Window on Eurasia: Tatar Activists Pledge to Prevent in Naberezhny Chelny a ‘Second Kondopoga’



Paul Goble

            Staunton, February 15 – The Azatlyk Union of Tatar Youth says it will do everything it can to prevent tensions in Naberezhny Chelny from spinning out of control and creating there a “Kondopoga-2,” a reference to the Karelian city where inter-ethnic violence in 2006 disturbed the entire country.

            In a statement, Azatlyk pointed to the appearance of calls for “driving out of Chelny and Tatarstan the non-Russians” after an Uzbek was arrested for the murder of a local Russian girl.  “We want to warn everyone that a Kondopoga-2 will not be allowed to happen” here (nazaccent.ru/content/6804-tatarskie-nacionalisty-kondopogi-v-naberezhnyh-chelnah.html).

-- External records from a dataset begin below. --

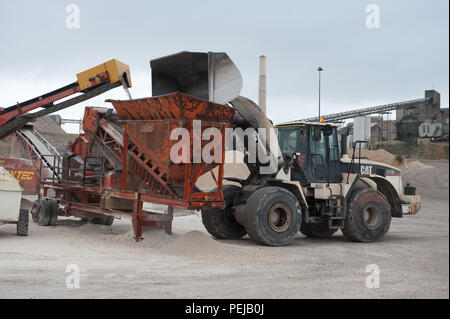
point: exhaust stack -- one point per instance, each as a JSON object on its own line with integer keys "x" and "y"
{"x": 262, "y": 83}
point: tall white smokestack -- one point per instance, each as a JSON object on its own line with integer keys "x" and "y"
{"x": 262, "y": 83}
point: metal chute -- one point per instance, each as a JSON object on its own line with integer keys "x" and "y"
{"x": 211, "y": 76}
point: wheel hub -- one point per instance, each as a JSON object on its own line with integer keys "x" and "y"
{"x": 279, "y": 217}
{"x": 371, "y": 217}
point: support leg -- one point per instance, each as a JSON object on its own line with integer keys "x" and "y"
{"x": 137, "y": 220}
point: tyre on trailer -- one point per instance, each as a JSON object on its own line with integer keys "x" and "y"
{"x": 107, "y": 220}
{"x": 22, "y": 223}
{"x": 221, "y": 223}
{"x": 52, "y": 207}
{"x": 368, "y": 216}
{"x": 40, "y": 214}
{"x": 273, "y": 216}
{"x": 317, "y": 230}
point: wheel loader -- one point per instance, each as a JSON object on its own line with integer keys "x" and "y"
{"x": 310, "y": 185}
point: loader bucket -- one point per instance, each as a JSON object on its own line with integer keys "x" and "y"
{"x": 211, "y": 76}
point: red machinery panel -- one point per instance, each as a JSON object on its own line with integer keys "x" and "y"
{"x": 25, "y": 172}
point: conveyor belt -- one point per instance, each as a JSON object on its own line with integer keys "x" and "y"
{"x": 21, "y": 120}
{"x": 44, "y": 150}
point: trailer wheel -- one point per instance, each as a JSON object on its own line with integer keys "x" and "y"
{"x": 22, "y": 223}
{"x": 40, "y": 213}
{"x": 220, "y": 222}
{"x": 52, "y": 208}
{"x": 368, "y": 216}
{"x": 317, "y": 230}
{"x": 273, "y": 216}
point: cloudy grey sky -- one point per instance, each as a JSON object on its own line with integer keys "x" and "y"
{"x": 364, "y": 67}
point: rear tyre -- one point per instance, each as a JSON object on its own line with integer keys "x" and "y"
{"x": 40, "y": 213}
{"x": 368, "y": 216}
{"x": 221, "y": 223}
{"x": 22, "y": 223}
{"x": 273, "y": 216}
{"x": 317, "y": 230}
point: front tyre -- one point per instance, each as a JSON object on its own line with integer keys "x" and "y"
{"x": 273, "y": 216}
{"x": 368, "y": 216}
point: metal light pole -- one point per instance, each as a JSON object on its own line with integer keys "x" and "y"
{"x": 320, "y": 69}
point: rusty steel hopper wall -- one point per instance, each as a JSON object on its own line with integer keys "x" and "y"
{"x": 148, "y": 122}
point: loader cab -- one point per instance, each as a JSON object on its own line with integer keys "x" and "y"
{"x": 315, "y": 149}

            The declaration noted that Uzbeks and Tatars have a common Turkic origin and that in no case does “an entire people bear collective responsibility for the actions of particular criminals.  The ethnic Russian Chikatilo killed tens of people, including children, but are all Russians guilty of that?”

            Moreover, “Ivan Grozny and succeeding [Russian] rulers killed hundreds of thousands of children and the elderly of our people.” What, using “the logic of the skinheads should we do” in response?"

            “We want to remind those who have forgotten that the peoples of Central Asia not so long ago in the years of the war and in the hungry years that followed took in millions of ethnic Russians and Tatars thus saving them from death by starvation. And [it asked] how are their grandchildren, the skinheads, responding to them now?”

            Tensions in that Middle Volga city have been rising since February 2 when Vasilisa Golitsyna disappeared after school. A 30-year-old Uzbek, Farrukh Tashbayev, who worked in a local advertising agency, was suspected and has confessed. Nonetheless, some skinhead groups have sought to whip up anti-Turkic sentiments with automobile demonstrations and the like.

                In recent months, the Russian media have sought to portray the Turkic republics of the Middle Volga region as sliding into the kind of Islamist violence and chaos that have characterized the North Caucasus.  Azatlyk is obviously worried that this latest tragedy may be exploited by those who want Moscow to intervene and crackdown on their homelands.